My mobile buzzes with another email notification. Probably another client chasing work I promised for yesterday, or the day before. The cursor blinks in the design software, waiting for inspiration that won’t come. Instead, I have Peppa Pig nattering from the television, Josh demanding attention every thirty seconds, and the persistent ache behind my eyes that’s become my constant companion since becoming a mother.

The kitchen still bears evidence of breakfast chaos—Weetabix cemented to Josh’s high chair, coffee rings on the work surface, his beaker knocked over and spreading orange juice across yesterday’s post. I catch it before it reaches the bills and mop quickly with a tea towel. Small victory.

I should have cleared it up hours ago. But the logo needs finishing, and Josh needs entertaining, and somewhere in between I’m supposed to be a functioning adult.

I stare out the window again, watching a young woman with perfectly styled hair stride past in a raincoat that probably costs more than I spend on clothes in six months. She moves with the confidence of someone who’s never sat in pyjamas until noon, paralysed by the weight of her own inadequacy.

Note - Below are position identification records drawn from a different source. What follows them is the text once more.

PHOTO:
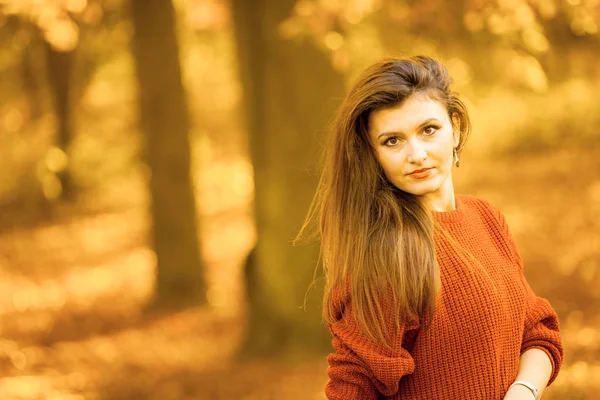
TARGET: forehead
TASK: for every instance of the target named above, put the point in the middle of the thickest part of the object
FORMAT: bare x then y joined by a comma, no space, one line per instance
406,116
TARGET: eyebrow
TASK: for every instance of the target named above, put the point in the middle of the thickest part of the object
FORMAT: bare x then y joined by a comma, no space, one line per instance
421,125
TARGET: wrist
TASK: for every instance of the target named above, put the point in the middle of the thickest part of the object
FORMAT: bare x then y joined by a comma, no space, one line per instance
521,390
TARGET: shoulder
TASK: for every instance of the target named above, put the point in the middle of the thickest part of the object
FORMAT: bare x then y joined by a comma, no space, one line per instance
477,207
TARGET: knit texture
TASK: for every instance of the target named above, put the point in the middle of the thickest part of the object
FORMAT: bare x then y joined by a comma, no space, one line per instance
484,319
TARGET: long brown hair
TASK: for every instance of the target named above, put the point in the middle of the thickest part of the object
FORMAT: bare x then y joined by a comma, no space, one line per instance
377,242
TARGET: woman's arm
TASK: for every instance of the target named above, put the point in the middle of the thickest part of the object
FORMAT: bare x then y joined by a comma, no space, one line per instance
535,368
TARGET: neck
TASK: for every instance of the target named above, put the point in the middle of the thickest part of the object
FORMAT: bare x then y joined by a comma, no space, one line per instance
443,199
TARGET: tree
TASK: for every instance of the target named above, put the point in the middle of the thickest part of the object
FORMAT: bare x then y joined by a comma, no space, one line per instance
290,91
59,65
165,125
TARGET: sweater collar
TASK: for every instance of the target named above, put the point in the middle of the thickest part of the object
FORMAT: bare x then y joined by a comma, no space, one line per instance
452,216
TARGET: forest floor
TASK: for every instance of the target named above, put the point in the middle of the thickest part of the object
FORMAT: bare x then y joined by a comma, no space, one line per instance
71,295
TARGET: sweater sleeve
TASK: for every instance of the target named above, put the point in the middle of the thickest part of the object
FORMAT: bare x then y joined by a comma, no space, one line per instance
541,328
360,369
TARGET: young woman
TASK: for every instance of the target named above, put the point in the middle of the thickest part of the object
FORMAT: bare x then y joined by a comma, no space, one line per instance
425,294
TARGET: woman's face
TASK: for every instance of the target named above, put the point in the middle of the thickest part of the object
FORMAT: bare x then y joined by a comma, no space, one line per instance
414,144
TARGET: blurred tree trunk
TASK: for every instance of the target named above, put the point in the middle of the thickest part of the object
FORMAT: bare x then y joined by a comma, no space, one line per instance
60,72
290,92
165,125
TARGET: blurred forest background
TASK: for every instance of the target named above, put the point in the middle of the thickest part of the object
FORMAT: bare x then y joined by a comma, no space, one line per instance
158,158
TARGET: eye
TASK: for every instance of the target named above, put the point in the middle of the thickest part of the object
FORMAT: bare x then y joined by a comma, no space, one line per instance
430,130
392,141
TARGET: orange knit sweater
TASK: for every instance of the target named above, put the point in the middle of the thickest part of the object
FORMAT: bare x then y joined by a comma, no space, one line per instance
482,324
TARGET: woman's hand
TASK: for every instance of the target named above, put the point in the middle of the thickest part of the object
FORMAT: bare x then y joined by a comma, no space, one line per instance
518,392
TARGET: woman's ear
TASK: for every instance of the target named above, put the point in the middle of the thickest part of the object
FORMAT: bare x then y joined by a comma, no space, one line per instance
456,128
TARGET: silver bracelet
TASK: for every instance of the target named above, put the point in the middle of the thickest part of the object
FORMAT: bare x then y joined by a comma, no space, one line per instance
536,394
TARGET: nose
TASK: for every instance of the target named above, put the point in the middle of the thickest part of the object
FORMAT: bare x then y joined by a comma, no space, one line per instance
416,151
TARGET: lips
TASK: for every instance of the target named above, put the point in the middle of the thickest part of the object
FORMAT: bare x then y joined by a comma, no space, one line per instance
420,173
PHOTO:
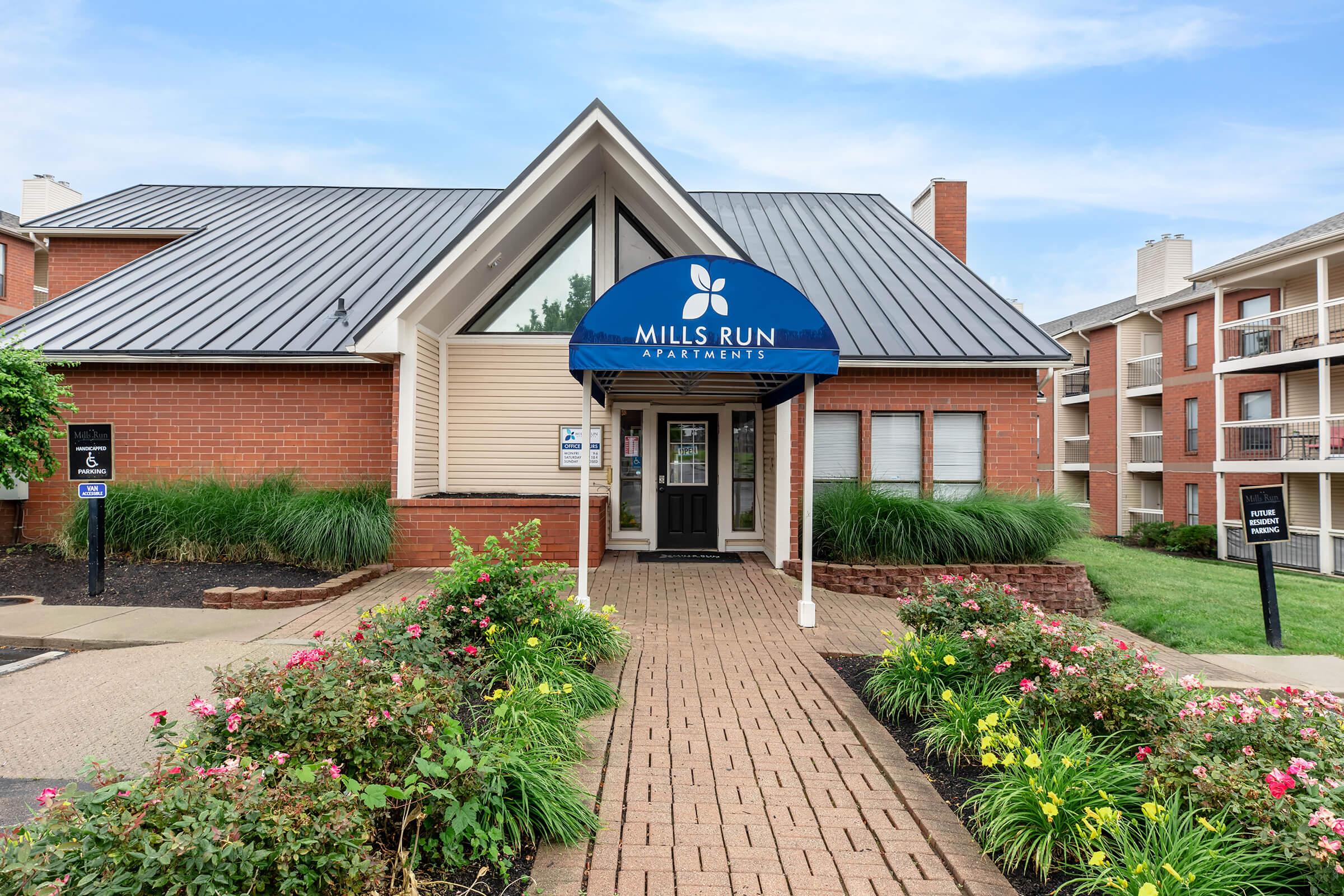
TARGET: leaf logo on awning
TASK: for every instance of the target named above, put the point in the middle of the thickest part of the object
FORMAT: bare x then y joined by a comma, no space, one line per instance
709,295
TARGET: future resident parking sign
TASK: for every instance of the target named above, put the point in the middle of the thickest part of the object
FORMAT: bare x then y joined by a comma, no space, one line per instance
91,452
1265,514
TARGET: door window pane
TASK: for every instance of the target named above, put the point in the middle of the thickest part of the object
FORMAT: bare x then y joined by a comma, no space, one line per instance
635,245
553,292
689,453
744,470
835,446
897,459
959,454
632,469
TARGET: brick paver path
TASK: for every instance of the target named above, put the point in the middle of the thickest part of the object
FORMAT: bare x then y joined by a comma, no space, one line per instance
738,760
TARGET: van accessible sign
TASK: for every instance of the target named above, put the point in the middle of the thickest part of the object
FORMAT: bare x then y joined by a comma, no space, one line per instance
1265,514
704,314
91,452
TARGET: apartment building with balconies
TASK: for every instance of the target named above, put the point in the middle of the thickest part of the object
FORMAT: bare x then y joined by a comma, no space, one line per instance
1205,382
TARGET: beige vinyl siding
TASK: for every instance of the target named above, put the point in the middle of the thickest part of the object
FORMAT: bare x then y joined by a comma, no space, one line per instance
427,414
765,501
1304,500
505,410
1303,393
1300,291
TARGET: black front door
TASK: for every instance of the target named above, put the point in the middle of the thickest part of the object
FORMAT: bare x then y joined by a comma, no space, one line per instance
687,481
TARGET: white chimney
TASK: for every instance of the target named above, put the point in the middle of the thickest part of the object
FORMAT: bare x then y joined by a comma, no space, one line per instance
1163,267
44,194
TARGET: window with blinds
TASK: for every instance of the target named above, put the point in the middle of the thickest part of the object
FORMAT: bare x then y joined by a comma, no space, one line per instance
959,454
895,453
835,448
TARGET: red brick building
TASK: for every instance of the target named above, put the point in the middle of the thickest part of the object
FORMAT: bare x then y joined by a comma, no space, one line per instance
1205,382
422,336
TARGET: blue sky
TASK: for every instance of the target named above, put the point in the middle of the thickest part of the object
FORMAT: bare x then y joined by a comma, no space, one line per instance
1082,128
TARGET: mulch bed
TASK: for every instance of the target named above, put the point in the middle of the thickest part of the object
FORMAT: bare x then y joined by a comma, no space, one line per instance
953,785
138,585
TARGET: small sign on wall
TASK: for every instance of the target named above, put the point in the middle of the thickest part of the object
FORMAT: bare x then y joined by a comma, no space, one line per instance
572,448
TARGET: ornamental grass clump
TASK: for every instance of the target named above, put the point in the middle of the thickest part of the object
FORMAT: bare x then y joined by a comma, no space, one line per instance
865,523
214,519
959,722
1049,794
1171,848
914,672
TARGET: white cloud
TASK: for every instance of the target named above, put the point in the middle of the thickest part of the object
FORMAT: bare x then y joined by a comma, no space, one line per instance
951,39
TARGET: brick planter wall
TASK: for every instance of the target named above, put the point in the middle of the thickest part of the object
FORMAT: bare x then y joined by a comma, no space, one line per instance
1054,585
422,526
257,598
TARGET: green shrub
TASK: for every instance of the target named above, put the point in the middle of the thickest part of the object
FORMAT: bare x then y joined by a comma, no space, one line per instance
861,523
227,829
1033,810
1200,540
1174,848
1072,672
914,672
1151,535
953,605
268,519
965,715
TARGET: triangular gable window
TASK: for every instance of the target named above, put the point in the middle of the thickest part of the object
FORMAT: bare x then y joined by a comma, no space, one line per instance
636,248
553,292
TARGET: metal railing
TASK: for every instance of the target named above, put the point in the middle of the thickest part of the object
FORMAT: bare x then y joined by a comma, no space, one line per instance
1273,332
1144,371
1077,382
1077,449
1282,440
1146,448
1144,515
1301,551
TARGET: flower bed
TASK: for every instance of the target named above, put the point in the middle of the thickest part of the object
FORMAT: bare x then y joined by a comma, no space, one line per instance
436,740
1093,769
1054,585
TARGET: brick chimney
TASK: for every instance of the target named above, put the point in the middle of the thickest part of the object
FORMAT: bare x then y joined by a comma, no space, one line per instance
941,213
1163,267
44,194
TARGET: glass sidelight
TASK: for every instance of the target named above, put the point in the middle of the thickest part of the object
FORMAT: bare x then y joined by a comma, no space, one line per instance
632,469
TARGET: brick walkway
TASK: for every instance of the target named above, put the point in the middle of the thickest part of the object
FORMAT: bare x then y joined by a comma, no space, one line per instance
738,760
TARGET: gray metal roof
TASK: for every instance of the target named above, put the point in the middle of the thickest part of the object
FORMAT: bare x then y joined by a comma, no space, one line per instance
1335,223
265,265
1090,316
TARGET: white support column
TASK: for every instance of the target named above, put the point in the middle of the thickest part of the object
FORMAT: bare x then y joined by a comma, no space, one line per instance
807,609
1327,519
585,486
1220,480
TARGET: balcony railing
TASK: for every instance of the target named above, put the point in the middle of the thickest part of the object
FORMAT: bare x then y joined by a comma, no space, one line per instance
1301,551
1144,371
1077,449
1282,331
1282,440
1146,448
1146,515
1076,382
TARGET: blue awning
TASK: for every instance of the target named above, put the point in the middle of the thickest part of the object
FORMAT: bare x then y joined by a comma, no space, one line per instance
703,325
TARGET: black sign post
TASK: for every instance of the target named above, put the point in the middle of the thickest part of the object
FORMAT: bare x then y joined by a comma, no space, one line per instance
91,461
1265,523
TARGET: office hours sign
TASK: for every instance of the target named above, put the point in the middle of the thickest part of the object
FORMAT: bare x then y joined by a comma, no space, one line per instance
572,448
91,452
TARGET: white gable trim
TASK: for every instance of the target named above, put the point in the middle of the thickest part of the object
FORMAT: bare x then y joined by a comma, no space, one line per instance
595,129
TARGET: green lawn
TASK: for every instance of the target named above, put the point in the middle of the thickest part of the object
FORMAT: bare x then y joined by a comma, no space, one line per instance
1205,606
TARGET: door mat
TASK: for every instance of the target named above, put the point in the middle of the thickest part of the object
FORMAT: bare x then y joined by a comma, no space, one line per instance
689,557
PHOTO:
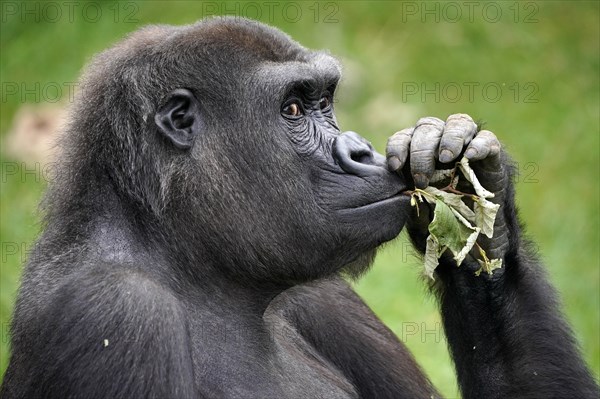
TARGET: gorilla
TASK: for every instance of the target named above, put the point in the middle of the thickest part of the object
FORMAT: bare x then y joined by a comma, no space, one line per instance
206,212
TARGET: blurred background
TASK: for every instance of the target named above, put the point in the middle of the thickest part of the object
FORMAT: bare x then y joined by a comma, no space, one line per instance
530,70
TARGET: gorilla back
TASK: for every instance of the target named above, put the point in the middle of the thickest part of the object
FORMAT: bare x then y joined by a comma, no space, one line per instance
203,173
207,204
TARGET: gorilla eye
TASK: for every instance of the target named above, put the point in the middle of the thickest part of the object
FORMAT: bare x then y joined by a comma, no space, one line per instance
324,103
292,109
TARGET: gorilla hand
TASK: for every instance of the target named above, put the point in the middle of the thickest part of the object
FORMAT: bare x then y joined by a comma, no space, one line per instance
432,144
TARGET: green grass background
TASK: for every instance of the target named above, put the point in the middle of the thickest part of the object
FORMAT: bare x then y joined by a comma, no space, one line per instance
553,45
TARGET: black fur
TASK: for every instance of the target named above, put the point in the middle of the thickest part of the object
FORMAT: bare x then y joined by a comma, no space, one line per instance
196,231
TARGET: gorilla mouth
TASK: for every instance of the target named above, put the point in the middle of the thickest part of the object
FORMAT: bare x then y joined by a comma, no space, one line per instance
388,200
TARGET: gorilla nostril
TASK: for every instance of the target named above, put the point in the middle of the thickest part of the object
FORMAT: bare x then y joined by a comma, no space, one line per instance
355,156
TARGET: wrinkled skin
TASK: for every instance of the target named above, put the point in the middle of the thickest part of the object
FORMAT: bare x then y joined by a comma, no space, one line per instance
206,208
414,153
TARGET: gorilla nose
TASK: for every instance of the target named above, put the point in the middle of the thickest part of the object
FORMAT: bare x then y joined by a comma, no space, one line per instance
356,156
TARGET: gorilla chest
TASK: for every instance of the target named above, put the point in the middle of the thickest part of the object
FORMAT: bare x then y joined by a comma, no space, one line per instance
286,366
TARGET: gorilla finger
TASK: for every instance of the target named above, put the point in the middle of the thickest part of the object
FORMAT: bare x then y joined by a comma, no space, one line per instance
423,149
484,145
459,130
397,148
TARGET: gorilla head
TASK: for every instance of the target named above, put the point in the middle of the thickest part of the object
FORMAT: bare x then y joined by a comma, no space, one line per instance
220,143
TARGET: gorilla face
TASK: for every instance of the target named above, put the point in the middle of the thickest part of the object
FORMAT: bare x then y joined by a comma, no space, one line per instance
243,155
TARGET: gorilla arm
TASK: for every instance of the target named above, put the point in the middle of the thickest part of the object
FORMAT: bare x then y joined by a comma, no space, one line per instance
506,334
342,328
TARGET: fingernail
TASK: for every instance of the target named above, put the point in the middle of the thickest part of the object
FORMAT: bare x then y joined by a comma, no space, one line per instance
446,156
421,181
393,164
471,152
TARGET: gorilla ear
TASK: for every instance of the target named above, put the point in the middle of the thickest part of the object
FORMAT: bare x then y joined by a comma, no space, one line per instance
179,118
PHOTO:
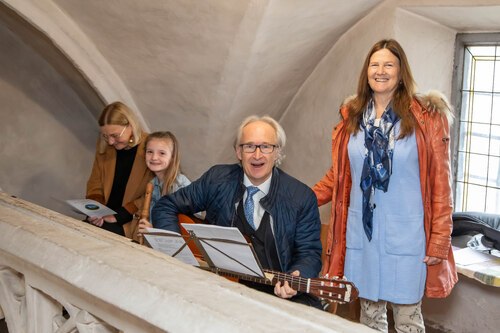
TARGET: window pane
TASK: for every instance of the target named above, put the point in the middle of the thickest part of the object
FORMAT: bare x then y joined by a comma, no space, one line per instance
478,169
464,112
483,77
459,197
461,167
466,84
496,85
476,196
495,141
493,201
495,116
480,138
464,139
494,172
484,51
481,107
478,149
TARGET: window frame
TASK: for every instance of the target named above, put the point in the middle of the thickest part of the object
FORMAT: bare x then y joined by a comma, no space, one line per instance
463,40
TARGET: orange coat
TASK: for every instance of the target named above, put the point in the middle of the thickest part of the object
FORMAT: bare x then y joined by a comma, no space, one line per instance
101,180
432,133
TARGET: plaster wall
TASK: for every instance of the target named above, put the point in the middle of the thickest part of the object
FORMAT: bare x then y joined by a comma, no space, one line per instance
47,133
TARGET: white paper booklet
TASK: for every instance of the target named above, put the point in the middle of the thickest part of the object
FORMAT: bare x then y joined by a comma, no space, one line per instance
90,208
226,248
170,243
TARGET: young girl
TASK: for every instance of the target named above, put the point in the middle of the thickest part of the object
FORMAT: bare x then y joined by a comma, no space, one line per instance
162,158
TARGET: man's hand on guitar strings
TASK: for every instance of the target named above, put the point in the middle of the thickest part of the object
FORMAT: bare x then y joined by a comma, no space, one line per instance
285,291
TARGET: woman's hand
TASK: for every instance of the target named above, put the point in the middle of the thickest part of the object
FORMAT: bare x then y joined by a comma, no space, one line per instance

The other mothers at Dallas Road Primary have that same assurance. Gemma Harding, who teaches at the grammar school and always looks like she’s stepped from a magazine spread. Sarah Whitworth, whose three children are permanently scrubbed and dressed in coordination. I bet she has a cleaner on speed dial.

They make motherhood look effortless, while I feel like I’m drowning in the shallow end.

I had plans once. A first-class degree in graphic design from Central Saint Martins, a portfolio that landed me work with decent London agencies. I was going to be someone who mattered, whose work meant something. Instead, I’m pushing thirty-five and designing logos for provincial hotels while my toddler wipes his nose on the sofa. The sofa he seems to believe is his personal handkerchief.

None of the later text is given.